- cross-posted to:
- [email protected]
- [email protected]
- cross-posted to:
- [email protected]
- [email protected]
Does Nuclear count as Green Energy? I feel like it should, since it doesn’t really pollute and lasts a lot.
Does Nuclear count as Green Energy? I feel like it should, since it doesn’t really pollute and lasts a lot.

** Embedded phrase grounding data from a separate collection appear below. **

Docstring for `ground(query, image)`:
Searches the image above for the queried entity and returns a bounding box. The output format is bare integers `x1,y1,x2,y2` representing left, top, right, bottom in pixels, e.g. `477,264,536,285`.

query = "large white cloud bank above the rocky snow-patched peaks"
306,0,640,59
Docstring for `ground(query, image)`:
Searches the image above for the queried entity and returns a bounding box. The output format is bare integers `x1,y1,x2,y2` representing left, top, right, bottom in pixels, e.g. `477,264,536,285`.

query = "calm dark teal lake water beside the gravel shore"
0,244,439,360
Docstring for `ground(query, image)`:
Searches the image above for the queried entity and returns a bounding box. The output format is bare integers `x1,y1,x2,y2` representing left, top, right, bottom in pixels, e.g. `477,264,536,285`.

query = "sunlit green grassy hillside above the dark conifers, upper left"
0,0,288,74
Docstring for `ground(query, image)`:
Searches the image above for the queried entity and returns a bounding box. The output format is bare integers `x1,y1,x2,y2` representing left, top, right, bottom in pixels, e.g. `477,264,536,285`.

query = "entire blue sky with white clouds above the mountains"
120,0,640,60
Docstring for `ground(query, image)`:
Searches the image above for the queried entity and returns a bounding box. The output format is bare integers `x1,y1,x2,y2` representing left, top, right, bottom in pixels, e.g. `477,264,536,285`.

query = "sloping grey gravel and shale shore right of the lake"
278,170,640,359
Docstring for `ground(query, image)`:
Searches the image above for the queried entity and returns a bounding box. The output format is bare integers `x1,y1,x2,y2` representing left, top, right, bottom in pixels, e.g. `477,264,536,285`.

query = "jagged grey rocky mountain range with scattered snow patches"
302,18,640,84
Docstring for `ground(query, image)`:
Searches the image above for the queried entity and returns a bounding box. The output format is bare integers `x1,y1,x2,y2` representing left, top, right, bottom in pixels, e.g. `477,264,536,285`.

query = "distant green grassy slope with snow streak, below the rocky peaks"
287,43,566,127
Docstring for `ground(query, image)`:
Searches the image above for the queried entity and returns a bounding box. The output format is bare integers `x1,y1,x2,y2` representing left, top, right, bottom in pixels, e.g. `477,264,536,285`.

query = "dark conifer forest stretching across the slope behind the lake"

If they take ten years to build, start now. Nuclear plants offset 400 million tons of CO2 a year in the US alone. All the waste produced since the 1950’s would fit just over 9 meters deep on a single football field. Yes there’s mining, it’s not great, guess what? Solar panels and wind turbines also require mining. The open pit sort, the sort with wastewater containing the ever-perfidious radioactive elements. All in all, for each ton of rare earth elements extracted, about 2,000 tons of toxic waste is produced, 1-1.4 tons of which are radioactive, usually thorium and uranium funnily enough. A point of interest on the waste, the tailing dam of the Bayan OBO mine in China, responsible for only half the world’s rare earth elements, is around 70 million m3, the nuclear waste I previously mentioned comes in at 49,000 m3, or 0.07% of the volume of a single mine.
All this to say, let’s build solar panels, wind turbines and nuclear reactors, because we’re in the harm reduction phase, and nuclear reactors are a fantastic tool even if they have downsides, just like everything else.
No nuclear. Just actually green energy. Nuclear is not an option.
Oh, apologies, I assumed you could read. Never mind.